Su Beicheng y su esposa también asintieron, instándole a que se quedara.
La familia Su estaba realmente asustada esa noche; solo esperaban que Lin Shuang se quedara en la villa para poder sentirse a salvo.
—¿Quedarme?
¿Dónde dormiría?
—preguntó Lin Shuang, perplejo.
—Mi casa tiene una habitación de invitados, puedes dormir ahí —dijo Su Wanqiao por instinto.
Tras reflexionar un momento, Lin Shuang asintió y aceptó.
Así que pasó la noche en casa de Su Wanqiao.
Su Wanqiao dispuso que se alojara en una habitación de invitados junto a la suya.
Los guardaespaldas siguieron vigilando fuera de la villa, protegiendo la seguridad de la Familia Su las veinticuatro horas del día.
Tras volver a su habitación, Lin Shuang sacó su teléfono e hizo una llamada a Satán, del Ejército del Inframundo.
—Satán, quiero que aniquiles al Cuerpo de Mercenarios Polaris esta misma noche.
Para mañana, no deseo que el Cuerpo de Mercenarios Polaris siga existiendo —dijo Lin Shuang con una voz indiferente y fría.

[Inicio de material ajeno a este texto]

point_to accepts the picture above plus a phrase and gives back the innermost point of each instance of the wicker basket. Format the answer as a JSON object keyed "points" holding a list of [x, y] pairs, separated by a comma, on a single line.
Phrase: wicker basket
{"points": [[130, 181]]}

Al otro lado del teléfono, uno de los Cuatro Arcángeles Caídos, Satán, respondió con gravedad: —¡Sí!
¡Entendido!
Tras colgar el teléfono, los ojos de Lin Shuang se entrecerraron ligeramente.
Desde el momento en que los Mercenarios de Polaris actuaron contra Su Wanqiao, su destino… estaba sellado.
Cualquiera que se atreviera a poner en su punto de mira a Su Wanqiao debía morir.
Lin Shuang tenía que asegurarse de que nadie pudiera amenazar la seguridad de Su Wanqiao.